Datça tatilimizin son günü Kalamış isimli koy’a gittik. Koy’a en yakın ulaşım 3 km öteye kadar. Arabayı buraya kadar getirip sonra yola yayan devam etmek gerekli. Biz yine Sait kaptanın teknesiyle gittik. En kolayı bu denildi biz de bu yolu tercih ettik ama dedikleri kadar da kolay değilmiş. Kalamış’ta demir atıp erkekler kıyıya kadar yüzdü ve kayığı teknenin yanına getirdiler. Gerekli tüm malzemeleri özellikle Sait kaptanın rakılarını alıp kayığa yükledik.

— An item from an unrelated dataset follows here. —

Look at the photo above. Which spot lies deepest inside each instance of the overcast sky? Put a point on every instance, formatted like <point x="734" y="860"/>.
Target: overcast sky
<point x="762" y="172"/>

Kıyıya yanaşıp Efe Demir isimli kişinin sahibi olduğu bahçeye gittik. Adam buraya ufacık bir ev, havuz yapmış. Kendi ekip biçtiği sebze ve meyveler beslediği hayvanlarsa cabası. Menümüz bahçedeki sebzelerden ve tavuktan oluşuyor. Böyle güzel bir gün dün gece Orkunla benim tavlada yenildiğimiz ve ödemek zorunda olduğumuz 1 saatlik masaj ile yorgun argın bitti
Datça’da zaman geçirmekten sıkılmıyor insan. Yürüyüş severler koylar arasındaki patikalarda sporunu yapabilir. Denize girmeye doyduysanız Eski Datça, Menteşoğulları Beyliğinden kalan Hızırşah Köyü, taş evleri ile meşhur Reşadiye Köyü, Kızlan Köyündeki yel değirmenleri, Hayıtbükü, Ovabükü ve Palamutbükü gezilebilecek yerler arasındadır. Tekne turu için ister Palamutbükü isterseniz Datça limandan Mesudiye, Bozburun, Orhaniye, Selimiye, Knidos turlarına katılabilirsiniz. Yunanistan Symi adasına dahi Datça limandan turlar düzenlenmektedir. Symi adası turu kesin kalkışlı olmayıp ancak 8 kişi olduğunda tur düzenlenmektedir. Kişi başı 75 euro vizesi olanlar için, vizesi olmayanların ayrıca 55 euro vize ücretini de ayrıca ödemesi gerekmektedir.